PhD Candidate Mayo Clinic Rochester, Minnesota, United States
Background: Cancer is rarely treated with a monotherapy, instead using drug combinations. We investigated potential anti-cancer drug pairs through identification of correlated drug response patterns of independently acting agents from public datasets. Methods: The normalized log (IC50) and AUC metrics of 250 individual drugs from the GDSCv2, CTRPv2, and PRISM datasets that were tested in 10 or more cell lines and appearing in two or more datasets were considered. Pairwise drug response metrics in all 3 datasets were calculated and corrected for multiple testing using the Benjamini-Hochberg (BH) procedure.
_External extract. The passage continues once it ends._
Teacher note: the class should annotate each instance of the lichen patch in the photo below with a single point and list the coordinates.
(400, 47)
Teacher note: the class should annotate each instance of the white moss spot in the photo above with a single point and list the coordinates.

Class-class associations were determined via distinct Anatomical Therapeutic Chemical (ATC)-codes showing enrichment with one-tailed Fisher’s exact tests performed for each ATC code in the target set against possible associations and corrected via BH with a significance cutoff of p-value < 0.05. Results: 1: In all tissues-AUC-Spearman-BH condition, we found 2764 pairs to be significant at α = 0.05. The lowest calculated p-value was 1.39x10-120 was for vincristine and YK-4-279, an inhibitor of EWS-FLI1/RNA Helicase A, with a coefficient of 0.77. Over 15% of these pairs had adjusted p-values below 5x10-6. 2: Class enrichment on the same set showed 581 class pairs were enriched in the target set compared to the background set (n=1596 possible pairs) after BH correction. Notable enriched class combinations include: taxanes/Plk1 inhibitors (OR = 69.5, adjusted p = 5.6x10-11); Aurora Kinase inhibitors/histone modifying agents (OR=9.2, adjusted p = 6.13x10-11); pyrimidine analogues/CDK inhibitors (OR=3.43, adjusted p = 0.02). Conclusion: Identification of drug-drug relatedness from public data represents an intuitive means of finding combination therapeutics with increased rigor and new underlying connections between drugs.
Narayan, R.S., Molenaar, P., Teng, J. et al. A cancer drug atlas enables synergistic targeting of independent drug vulnerabilities. Nat Commun 11, 2935 (2020).